Subjects were 32,077 children born 2000 – 2005 in the Norwegian Mother and Child Study with questionnaire data on tobacco smoke exposure and acute otitis media up to 18 months of age. Multivariate regression models were used to obtain adjusted relative risks for acute otitis media.
Acute otitis media was slightly more common in children exposed to parental smoking. The incidence from 0–6 months was 4.7% in unexposed children, and 6.0% in children exposed both pre-and postnatally. After adjusting for postnatal exposure and covariates, the relative risk for acute otitis media 0–6 months when exposed to maternal smoking in pregnancy was 1.34, 95% confidence interval: 1.06–1.69. Maternal smoking in pregnancy was associated with acute otitis media up to 12 months of age. Compared to non-exposed children, there was a slightly increased risk of recurrent acute otitis media for children exposed both pre- and postnatally with a relative risk of 1.24, 95% confidence interval: 1.01–1.52,.
Even in a cohort with relatively low exposure levels of parental smoking, maternal smoking in pregnancy was associated with an increased risk of acute otitis media in early childhood.

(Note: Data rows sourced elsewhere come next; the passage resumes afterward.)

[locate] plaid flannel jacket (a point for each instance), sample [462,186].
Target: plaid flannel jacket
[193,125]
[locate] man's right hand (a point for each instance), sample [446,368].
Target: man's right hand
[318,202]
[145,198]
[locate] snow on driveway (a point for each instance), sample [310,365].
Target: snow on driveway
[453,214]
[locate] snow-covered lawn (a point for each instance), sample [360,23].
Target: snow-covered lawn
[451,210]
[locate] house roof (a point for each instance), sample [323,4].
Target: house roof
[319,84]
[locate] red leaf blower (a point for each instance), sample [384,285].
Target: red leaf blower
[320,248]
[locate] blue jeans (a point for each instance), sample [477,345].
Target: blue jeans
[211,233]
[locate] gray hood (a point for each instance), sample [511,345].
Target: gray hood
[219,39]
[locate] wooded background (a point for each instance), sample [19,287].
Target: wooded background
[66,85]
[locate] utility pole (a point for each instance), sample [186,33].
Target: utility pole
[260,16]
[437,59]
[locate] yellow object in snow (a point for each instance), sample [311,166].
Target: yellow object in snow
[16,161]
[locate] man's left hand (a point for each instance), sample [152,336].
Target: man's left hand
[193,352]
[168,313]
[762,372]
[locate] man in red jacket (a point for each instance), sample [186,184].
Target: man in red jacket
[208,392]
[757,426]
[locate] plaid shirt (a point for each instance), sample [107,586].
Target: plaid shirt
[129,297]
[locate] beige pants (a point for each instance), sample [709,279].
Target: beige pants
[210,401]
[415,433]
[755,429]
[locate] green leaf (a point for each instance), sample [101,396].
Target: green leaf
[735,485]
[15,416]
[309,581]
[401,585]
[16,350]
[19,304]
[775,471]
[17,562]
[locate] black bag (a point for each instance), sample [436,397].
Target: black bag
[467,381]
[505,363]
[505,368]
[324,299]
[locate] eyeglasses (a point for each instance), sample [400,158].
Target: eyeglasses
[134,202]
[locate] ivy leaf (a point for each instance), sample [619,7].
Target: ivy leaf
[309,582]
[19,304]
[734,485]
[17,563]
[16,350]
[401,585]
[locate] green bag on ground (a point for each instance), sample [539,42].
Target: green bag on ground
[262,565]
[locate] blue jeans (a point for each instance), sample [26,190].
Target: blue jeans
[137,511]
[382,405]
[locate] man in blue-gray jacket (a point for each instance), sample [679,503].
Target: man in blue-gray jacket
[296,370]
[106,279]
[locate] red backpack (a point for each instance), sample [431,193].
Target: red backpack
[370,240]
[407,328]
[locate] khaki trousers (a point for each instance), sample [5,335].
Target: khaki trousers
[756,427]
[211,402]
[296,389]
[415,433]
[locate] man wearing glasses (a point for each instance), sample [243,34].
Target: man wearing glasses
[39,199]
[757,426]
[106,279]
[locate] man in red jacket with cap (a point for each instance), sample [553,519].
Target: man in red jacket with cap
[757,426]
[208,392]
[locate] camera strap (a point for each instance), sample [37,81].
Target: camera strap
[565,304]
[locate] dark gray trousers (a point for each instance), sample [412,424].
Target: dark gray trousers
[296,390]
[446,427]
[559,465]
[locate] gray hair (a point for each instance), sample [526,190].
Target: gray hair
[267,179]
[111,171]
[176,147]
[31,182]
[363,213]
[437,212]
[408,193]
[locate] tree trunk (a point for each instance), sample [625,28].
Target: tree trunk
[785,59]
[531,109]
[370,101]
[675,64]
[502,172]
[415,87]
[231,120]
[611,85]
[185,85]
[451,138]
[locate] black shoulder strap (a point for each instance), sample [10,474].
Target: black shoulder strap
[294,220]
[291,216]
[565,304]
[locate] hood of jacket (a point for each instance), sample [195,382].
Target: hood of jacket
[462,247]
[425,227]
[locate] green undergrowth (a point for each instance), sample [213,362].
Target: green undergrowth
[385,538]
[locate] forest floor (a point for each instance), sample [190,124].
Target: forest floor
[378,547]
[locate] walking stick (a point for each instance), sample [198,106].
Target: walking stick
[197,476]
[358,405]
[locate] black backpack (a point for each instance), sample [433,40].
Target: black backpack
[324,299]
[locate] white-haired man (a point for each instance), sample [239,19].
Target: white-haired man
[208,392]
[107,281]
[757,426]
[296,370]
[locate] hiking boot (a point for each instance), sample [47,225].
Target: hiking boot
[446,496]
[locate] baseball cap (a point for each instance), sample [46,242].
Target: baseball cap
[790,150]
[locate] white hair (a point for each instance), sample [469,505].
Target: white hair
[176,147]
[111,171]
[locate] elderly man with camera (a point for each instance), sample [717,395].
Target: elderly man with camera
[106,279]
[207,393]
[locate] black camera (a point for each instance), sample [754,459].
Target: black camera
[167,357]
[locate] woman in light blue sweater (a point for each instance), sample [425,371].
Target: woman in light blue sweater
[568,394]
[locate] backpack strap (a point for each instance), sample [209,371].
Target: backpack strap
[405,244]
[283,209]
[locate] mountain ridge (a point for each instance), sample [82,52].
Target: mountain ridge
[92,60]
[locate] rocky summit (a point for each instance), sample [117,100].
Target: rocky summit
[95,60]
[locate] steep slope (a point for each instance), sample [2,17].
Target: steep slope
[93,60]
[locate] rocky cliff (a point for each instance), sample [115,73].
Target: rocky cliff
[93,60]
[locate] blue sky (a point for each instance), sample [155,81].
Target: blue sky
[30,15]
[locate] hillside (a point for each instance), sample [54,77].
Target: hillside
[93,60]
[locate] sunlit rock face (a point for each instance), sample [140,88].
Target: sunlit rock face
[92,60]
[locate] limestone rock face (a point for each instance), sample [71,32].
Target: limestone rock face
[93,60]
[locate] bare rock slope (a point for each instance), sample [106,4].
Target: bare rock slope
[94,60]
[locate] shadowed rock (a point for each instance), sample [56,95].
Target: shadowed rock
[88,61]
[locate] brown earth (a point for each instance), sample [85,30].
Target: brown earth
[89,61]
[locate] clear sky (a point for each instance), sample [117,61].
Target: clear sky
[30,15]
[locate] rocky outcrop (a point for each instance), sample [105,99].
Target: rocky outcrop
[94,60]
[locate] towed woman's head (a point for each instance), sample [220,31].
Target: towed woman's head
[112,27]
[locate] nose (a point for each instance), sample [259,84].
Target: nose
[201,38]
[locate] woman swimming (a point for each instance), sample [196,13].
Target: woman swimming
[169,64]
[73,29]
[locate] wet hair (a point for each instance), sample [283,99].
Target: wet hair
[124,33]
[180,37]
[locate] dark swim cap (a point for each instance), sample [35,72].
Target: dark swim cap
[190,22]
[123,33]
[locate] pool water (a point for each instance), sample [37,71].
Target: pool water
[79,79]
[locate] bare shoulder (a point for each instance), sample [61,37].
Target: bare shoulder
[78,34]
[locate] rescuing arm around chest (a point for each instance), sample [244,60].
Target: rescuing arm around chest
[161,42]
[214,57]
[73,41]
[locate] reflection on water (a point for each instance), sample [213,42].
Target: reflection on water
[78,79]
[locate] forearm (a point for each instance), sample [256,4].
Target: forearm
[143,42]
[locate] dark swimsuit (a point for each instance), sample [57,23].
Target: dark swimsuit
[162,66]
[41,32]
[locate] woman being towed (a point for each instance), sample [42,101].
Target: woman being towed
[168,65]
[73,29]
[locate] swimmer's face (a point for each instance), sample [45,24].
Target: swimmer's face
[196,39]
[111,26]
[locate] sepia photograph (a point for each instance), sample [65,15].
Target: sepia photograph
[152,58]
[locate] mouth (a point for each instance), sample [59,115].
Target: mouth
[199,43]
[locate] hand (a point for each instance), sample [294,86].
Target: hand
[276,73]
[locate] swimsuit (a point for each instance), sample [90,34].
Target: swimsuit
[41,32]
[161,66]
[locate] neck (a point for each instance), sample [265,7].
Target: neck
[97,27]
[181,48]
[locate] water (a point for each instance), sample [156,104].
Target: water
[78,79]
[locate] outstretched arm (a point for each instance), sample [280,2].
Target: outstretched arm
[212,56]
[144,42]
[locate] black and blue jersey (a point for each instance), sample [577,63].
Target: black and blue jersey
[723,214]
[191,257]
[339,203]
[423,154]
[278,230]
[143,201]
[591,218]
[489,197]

Numerous studies have addressed adverse effects of tobacco smoke exposure on respiratory health in early childhood (1–3), including associations between tobacco smoke exposure and early life middle ear infections (4–7). In 2006, the US Surgeon General reviewed available literature on the relationship between parental smoking and otitis media in children (8), and concluded that there was sufficient evidence “to infer a causal relationship between parental smoking and middle ear disease in children, including acute and recurrent otitis media and chronic middle ear effusion” (8). However, only three studies were eligible for pooled analyses of parental smoking and risk of acute otitis media (AOM) (8–11), each of these studies included less than 750 children. The pooled analyses did not find parental smoking to increase the risk of acute middle ear infections in children (8).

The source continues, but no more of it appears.